Alexandra setzte dort ihr Studium fort, wechselte aber nach einiger Zeit auf die nach Saratow evakuierte Leningrader Universität. Nach dem Abzug der deutschen Truppen ging sie ein Jahr als Doktorandin nach Leningrad, bevor sie 1945 wieder nach Riga zurückkehrte. Zunächst arbeitete sie an der Pädagogischen Hochschule, seit Mitte der 1950er-Jahre an der staatlichen Universität in Riga, wo sie zur Professorin aufstieg. Ihr Spezialgebiet war Italienische Geschichte. Als bekannte Wissenschaftlerin wurde sie von der Universität Lettlands anlässlich ihres 90. Geburtstages mit einer großen wissenschaftlichen Tagung geehrt.
1947 heiratete Alexandra Paul Rolov (1911–1961), der vor dem Krieg Jura studiert, dann in der Roten Armee gedient hatte und nach einer Verwundung entlassen worden war. Er arbeitete seitdem als Theaterdirektor und leitete das Rigaer Jugendtheater, wo trotz politischer Widerstände auch Stücke wie „Emil und die Detektive“ oder „Tagebuch der Anne Frank“ inszeniert wurden. Nach dem Krieg hatte Alexandra erlebt, wie jüdische Gelehrte verfolgt und Gespräche über die Schoa unterdrückt worden waren. Trotz dieses Drucks blieb das Ehepaar Rolov für jüdische Traditionen und Themen aufgeschlossen – und ihre Trauung folgte auf Bitten des Vaters jüdischem Brauch.
1991 wanderte Alexandra Rolova aus und ließ sich in Aachen nieder. Sie entsprach damit auch einem Entschluss ihres Sohnes und seiner Familie, die Lettland aufgrund wirtschaftlicher und politischer Unsicherheiten verlassen wollten. In Deutschland entdeckte Alexandra Rolova nicht nur ihre Muttersprache wieder, sondern entwickelte auch ein lebendiges Interesse für das Judentum. Sie gab Sprachunterricht in der Jüdischen Gemeinde und engagierte sich in der Aachener Gesellschaft für Christlich-Jüdische Zusammenarbeit, deren jüdische Vorsitzende sie seit 2011 ist. Sie veröffentlichte Artikel und hielt Vorträge über berühmte jüdische Frauen, Juden in der italienischen Renaissance, die historischen Wurzeln des Antisemitismus und andere Themen – in vielen deutschen Städten. In Aachen besuchte Alexandra Rolova zum ersten Mal eine Synagoge. Sie könne selbst nicht mehr gläubig werden, wie sie sagt, aber: „Ich verstehe, was die Religion für eine Bedeutung hat, und warum sie so eine Bedeutung hat“.
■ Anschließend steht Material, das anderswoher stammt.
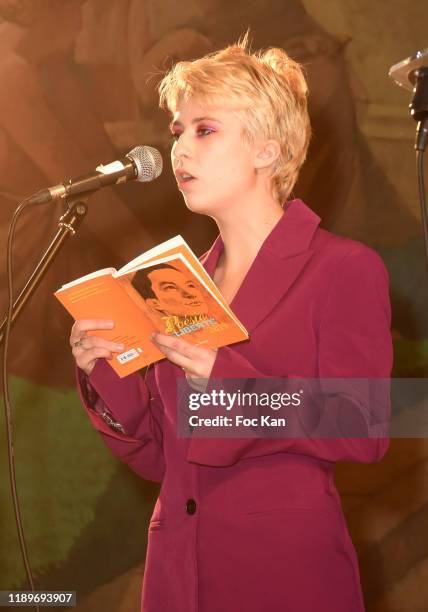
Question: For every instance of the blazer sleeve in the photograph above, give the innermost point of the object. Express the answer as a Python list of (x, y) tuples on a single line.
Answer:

Zurückblickend betont sie das „große Glück“, das sich wie „ein roter Faden“ durch ihr Leben gezogen und sie im Krieg und in der Sowjetunion vor vielerlei Leid und Ausgrenzung bewahrt habe. Auch die Übersiedelung nach Deutschland ist für sie ein Glück, die „Befreiung aus einem Gefängnis“ und die Möglichkeit, ihre „jüdische Identität“ zu entdecken.